The new football season is underway in Spain’s top professional football league which means LaLiga is also back at work doing whatever it can to block illegal match streams.
The final few months of last season were marred by a bitter dispute between LaLiga and Cloudflare, triggered by the former obtaining unprecedented authorization to block Cloudflare IP addresses used for piracy, and then doing so en masse. The resulting fallout was felt by businesses and internet users throughout Spain.
Innocent Cloudflare Customers Can’t Catch a Break
Cloudflare IP addresses are shared, meaning that hundreds or potentially thousands of users (often websites) can operate from the same IP address at the same time. When LaLiga instructs local ISPs to block a Cloudflare IP addresses, to prevent piracy, that invariably leads to large numbers of innocent Cloudflare users being blocked too, despite having no involvement in LaLiga content piracy.
With no evidence to suggest peace has broken out between LaLiga and Cloudflare, blocking of the latter’s IP addresses resumed at the start of the season. Inevitably that means renewed blocking of innocent parties, but according to data reviewed by TorrentFreak, some measures may have been put in place to limit how long IP addresses stay blocked.
While that does little to reduce the number of collateral damage incidents, shortening blocking time reduces the harm suffered by people who have zero connections to online piracy. The caveat here, unfortunately, is an apparent difference of opinion on what constitutes a “connection” to online piracy.
The Blog of Lazarus
After spending just a couple of minutes on Lazarus’s Blog, one gets the impression that the author not only appreciates technology, but also understands the importance of transparency and netiquette, as positive contributors to the online experience.

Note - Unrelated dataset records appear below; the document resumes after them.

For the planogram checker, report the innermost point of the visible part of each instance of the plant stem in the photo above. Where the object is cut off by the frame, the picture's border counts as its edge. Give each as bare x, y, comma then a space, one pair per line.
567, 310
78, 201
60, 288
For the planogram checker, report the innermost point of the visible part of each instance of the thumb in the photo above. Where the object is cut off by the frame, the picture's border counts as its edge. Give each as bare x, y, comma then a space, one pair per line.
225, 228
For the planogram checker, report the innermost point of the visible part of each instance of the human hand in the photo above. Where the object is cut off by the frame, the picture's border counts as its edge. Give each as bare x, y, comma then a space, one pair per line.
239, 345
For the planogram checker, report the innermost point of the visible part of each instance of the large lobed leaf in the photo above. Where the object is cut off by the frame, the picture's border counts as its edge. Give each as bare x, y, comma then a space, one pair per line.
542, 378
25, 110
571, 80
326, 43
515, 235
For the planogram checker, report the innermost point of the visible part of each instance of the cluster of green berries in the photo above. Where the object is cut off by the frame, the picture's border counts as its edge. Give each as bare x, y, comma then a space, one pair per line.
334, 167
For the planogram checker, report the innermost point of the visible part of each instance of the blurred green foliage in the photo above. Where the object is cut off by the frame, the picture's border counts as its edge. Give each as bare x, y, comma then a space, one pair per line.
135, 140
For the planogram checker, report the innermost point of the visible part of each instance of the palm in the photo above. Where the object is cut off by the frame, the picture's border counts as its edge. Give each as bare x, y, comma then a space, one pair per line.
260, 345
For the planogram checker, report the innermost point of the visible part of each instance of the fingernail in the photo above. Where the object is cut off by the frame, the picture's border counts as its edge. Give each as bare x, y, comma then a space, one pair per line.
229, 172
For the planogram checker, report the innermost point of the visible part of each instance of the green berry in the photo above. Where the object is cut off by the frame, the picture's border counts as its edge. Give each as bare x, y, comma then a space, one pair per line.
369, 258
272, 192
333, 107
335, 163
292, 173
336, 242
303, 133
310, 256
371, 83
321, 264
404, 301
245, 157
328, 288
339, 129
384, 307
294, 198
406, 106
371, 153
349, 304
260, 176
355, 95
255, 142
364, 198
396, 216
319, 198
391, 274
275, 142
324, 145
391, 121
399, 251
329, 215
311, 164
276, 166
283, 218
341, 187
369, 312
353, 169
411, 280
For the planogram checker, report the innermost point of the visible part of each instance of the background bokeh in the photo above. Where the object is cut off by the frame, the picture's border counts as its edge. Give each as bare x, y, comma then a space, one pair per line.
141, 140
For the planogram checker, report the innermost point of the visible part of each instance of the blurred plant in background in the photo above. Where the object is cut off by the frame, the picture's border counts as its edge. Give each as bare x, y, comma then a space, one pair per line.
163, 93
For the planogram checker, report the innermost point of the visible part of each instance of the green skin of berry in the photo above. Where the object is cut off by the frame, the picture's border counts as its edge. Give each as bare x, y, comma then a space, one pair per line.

As an avid user of Cloudflare who takes time to share his experiences with others, a message forwarded to his account by Cloudflare on Monday can only have come as a complete surprise, as his post on Mastodon reveals (translated from Spanish).

A review of the paperwork reveals an extraordinary message containing allegations and assumptions that challenge any reasonable definition of “connections to piracy” and the potential for legal liability to be incurred as a result.
Connection to Piracy: A Cloudflare IP Address
For Spanish speakers, the original message (in two parts) is available here (1,2). Our unofficial translation appears in the image below:

The message and the threats it contains largely speak for themselves. They appear to center around an individual’s use of Cloudflare to protect his personal blog, and an IP address allocated by Cloudflare being abused by an unknown third party to pirate LaLiga content.
Attributing ownership of Cloudflare’s IP address to the blogger, before suggesting that the message puts the recipient on notice of infringement of which he is now fully aware, is bizarre. Yet still not as bizarre as conflating legal use of a shared resource with someone else’s independent abuse, and then implying a responsibility to compel Cloudflare to act on someone else’s behalf.
The suggestion that a failure to act in the manner described is a dereliction of duty, and tantamount to cooperation with unknown third parties in various unknown crimes, is baffling. That the foundation of the alleged offense relies on association by IP address, allocated by an intermediary over which the blogger exercises no control, seems precarious at best.
Whether Cloudflare will intervene is up for debate but for the operator of the Lazarus blog, it’s possible that targeting Cloudflare users is one of the few opportunities left.
“Well, the league clearly knows how #cloudflare works, but the only way they have, for now, is through #cloudflare users themselves, to pressure them to audit and prosecute those who pirate their football or for us to morally stop using their services,” he wrote on Mastodon.
“If there’s football on 5 days a week and they block your website, we won’t say anything about it, and neither will we say anything about the judges who allow it.
“It’s the last attempt by #laliga to get #cloudflare to jump through their hoop, but if they do, prepare for what comes next.”